According to Eco Horizon, the offices of Justice Party lawmaker Shim Sang-jung, and military sources, most of the US mines in the CCZ area were placed there during the Korean War and during the Cold War years of the early 1960s, just after the Cuban Missile Crisis. Information was not handed over when USFK pulled out of the CCZ in the early ’70s, resulting in the mines remaining unconfirmed and outside of South Korean military management. Eco Horizon estimates around 100,000 of these neglected US mines in the DMZ area around Paju alone; adding in the CCZ regions of Yeoncheon and Gangwon Province brings the number closer to 600,000. Somewhere between one million and 1.2 million mines are estimated to have been planted by South Korea, which would mean that US mines account for the difference after factoring out 600,000 forward mines placed by the South Korean military and another 60,402 in 39 rear air defense bases. In the latter case, removal efforts by the Ministry of National Defense have resulted in 57,314 being cleared as of last year. The other 3,088 remain unaccounted for, their whereabouts unknown.

Recent development around the CCZ has resulted in unaccounted-for mines becoming a threat not only to residents and farmers, but also to tourists visiting the DMZ.

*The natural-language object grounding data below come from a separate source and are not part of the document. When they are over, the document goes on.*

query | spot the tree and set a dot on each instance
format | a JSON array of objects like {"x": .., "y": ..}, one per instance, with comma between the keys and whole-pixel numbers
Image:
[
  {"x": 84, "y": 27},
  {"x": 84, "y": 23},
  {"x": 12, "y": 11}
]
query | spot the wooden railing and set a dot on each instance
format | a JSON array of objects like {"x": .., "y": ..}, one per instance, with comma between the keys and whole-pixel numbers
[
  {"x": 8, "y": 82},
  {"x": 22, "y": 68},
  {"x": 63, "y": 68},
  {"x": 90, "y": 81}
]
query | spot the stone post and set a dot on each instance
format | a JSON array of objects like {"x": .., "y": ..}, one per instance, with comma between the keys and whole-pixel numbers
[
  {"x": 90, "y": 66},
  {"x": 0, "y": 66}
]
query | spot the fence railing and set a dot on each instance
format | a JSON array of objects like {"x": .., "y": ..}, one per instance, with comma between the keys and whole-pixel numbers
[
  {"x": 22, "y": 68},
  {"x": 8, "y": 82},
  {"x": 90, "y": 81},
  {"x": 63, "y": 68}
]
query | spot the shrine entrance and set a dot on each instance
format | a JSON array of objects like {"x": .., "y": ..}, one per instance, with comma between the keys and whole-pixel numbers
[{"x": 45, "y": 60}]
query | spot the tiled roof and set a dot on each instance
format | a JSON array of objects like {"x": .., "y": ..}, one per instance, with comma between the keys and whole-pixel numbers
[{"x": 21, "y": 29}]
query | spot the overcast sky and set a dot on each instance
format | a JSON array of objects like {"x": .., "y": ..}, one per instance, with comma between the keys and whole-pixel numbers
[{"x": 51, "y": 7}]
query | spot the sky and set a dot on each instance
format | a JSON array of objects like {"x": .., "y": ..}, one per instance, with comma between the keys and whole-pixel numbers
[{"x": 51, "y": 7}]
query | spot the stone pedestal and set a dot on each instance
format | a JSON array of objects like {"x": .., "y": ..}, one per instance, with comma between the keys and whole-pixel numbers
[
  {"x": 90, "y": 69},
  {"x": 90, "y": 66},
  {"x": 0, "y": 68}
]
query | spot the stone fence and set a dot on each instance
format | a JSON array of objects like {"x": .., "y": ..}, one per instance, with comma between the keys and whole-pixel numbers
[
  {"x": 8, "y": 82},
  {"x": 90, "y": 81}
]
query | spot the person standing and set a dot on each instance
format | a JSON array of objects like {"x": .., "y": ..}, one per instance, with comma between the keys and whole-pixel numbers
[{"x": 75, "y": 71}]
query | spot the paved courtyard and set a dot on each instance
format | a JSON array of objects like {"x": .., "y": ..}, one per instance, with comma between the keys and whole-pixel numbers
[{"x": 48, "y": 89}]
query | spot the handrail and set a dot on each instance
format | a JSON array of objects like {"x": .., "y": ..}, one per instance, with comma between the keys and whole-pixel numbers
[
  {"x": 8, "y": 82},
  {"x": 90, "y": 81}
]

“A lot of times when they‘re doing construction and find a mine, they don’t report it because they think it’s going to be a hassle for them,” explained the resident of one CCZ village. “So they’ll bury it deep in the ground instead, or find some other way of getting rid of it.”

“I remember getting a shock last year when one of the tourists picked up a mine off the side of the road,” the resident added.

Indeed, twenty-one people have been injured or killed in the Gyeonggi Province and Incheon areas over the past five years as a result of mine accidents. In one July 14 case, residents were injured by a mine explosion while they were burning scrap plastic in Paju‘s Jindong township. An Eco Horizon analysis of accident records showed 289 deaths and 253 injuries to civilians as a result of mines - a number it predicts would go over one thousand if soldiers and unconfirmed accidents are factored in.

“Even taking into account that we’re in the unique situation of having a divided country, the mines around the rear lifestyle and leisure zones that aren’t needed for military operations, and the ones around the rice paddies of the CCZ, ought to be removed for the sake of citizen safety,” said Jeong In-cheol, head of Eco Horizon’s policy team.

“We have no way of knowing the whole story about whether USFK handed over its planting information or not, but we do know that the mines come from the US military, and as the ones who provided the source the US should take responsibility,” Jeong added.

Eco Horizon is currently considering filing suit against the US to demand damages for mine victims.

Shim Sang-jung said the 70th anniversary of South Korea’s division was “an occasion for the government, the National Assembly, and the public to work together in investigating the distribution of mines around civilian regions and planning for their management.”

“The US has already paid for disposing of leftover explosives in the Philippines, and it’s signed the Ottawa Treaty banning anti-personnel mines,” Sim added. “It’s only right that it should bear the costs for clearing these mines.”